Point de vue publié dans l'édition Hiver 2019 de Gestion

Marie-Claude Ducas @Crédit : Isabelle Salmon / Numéro 7

Marie-Claude Ducas est journaliste et auteure.

À quoi votre travail sert-il, au juste ? Et à qui ? Plusieurs d’entre nous sont incapables de répondre à ces deux questions pourtant simples. Et c’est un immense problème.

Quand il n’était pas occupé à inventer les lois de la robotique ou à créer des chefs-d’œuvre de la science- fiction comme Fondation, l’auteur américano-russe Isaac Asimov écrivait des nouvelles policières pour se délasser.

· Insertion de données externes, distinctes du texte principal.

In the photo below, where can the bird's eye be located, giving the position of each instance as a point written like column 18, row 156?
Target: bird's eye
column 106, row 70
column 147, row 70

Ces petites histoires mettent en scène une bande d’amis, tous des intellectuels new-yorkais, qui se sont eux-mêmes baptisés « Le Club des veufs noirs ». À chacun de leurs soupers mensuels, ils demandent à un invité de raconter un fait vécu comportant une énigme demeurée jusque-là non résolue. Et pour savoir ce que l’invité fait dans la vie, on lui demande chaque fois d’entrée de jeu : comment justifiez-vous votre existence?

« Quelle merveilleuse question à poser ! » m’étais-je dit au moment même où je l’avais lue. Cette question n’a jamais cessé de me hanter depuis : quand on y pense, qui est vraiment capable d’y répondre simplement ? Beaucoup de gens ont maintenant des tâches trop complexes, dans des domaines trop pointus, pour être capables d’expliquer clairement à leur famille ou à leurs amis ce qu’ils font dans la vie... Mais surtout, bien des personnes occupent des emplois dont elles ne savent plus trop elles- mêmes à quoi ils servent : comment telle ou telle fonction aide-t-elle l’entreprise ou l’organisation (on n’ose pas parler de l’humanité dans son ensemble) à progresser?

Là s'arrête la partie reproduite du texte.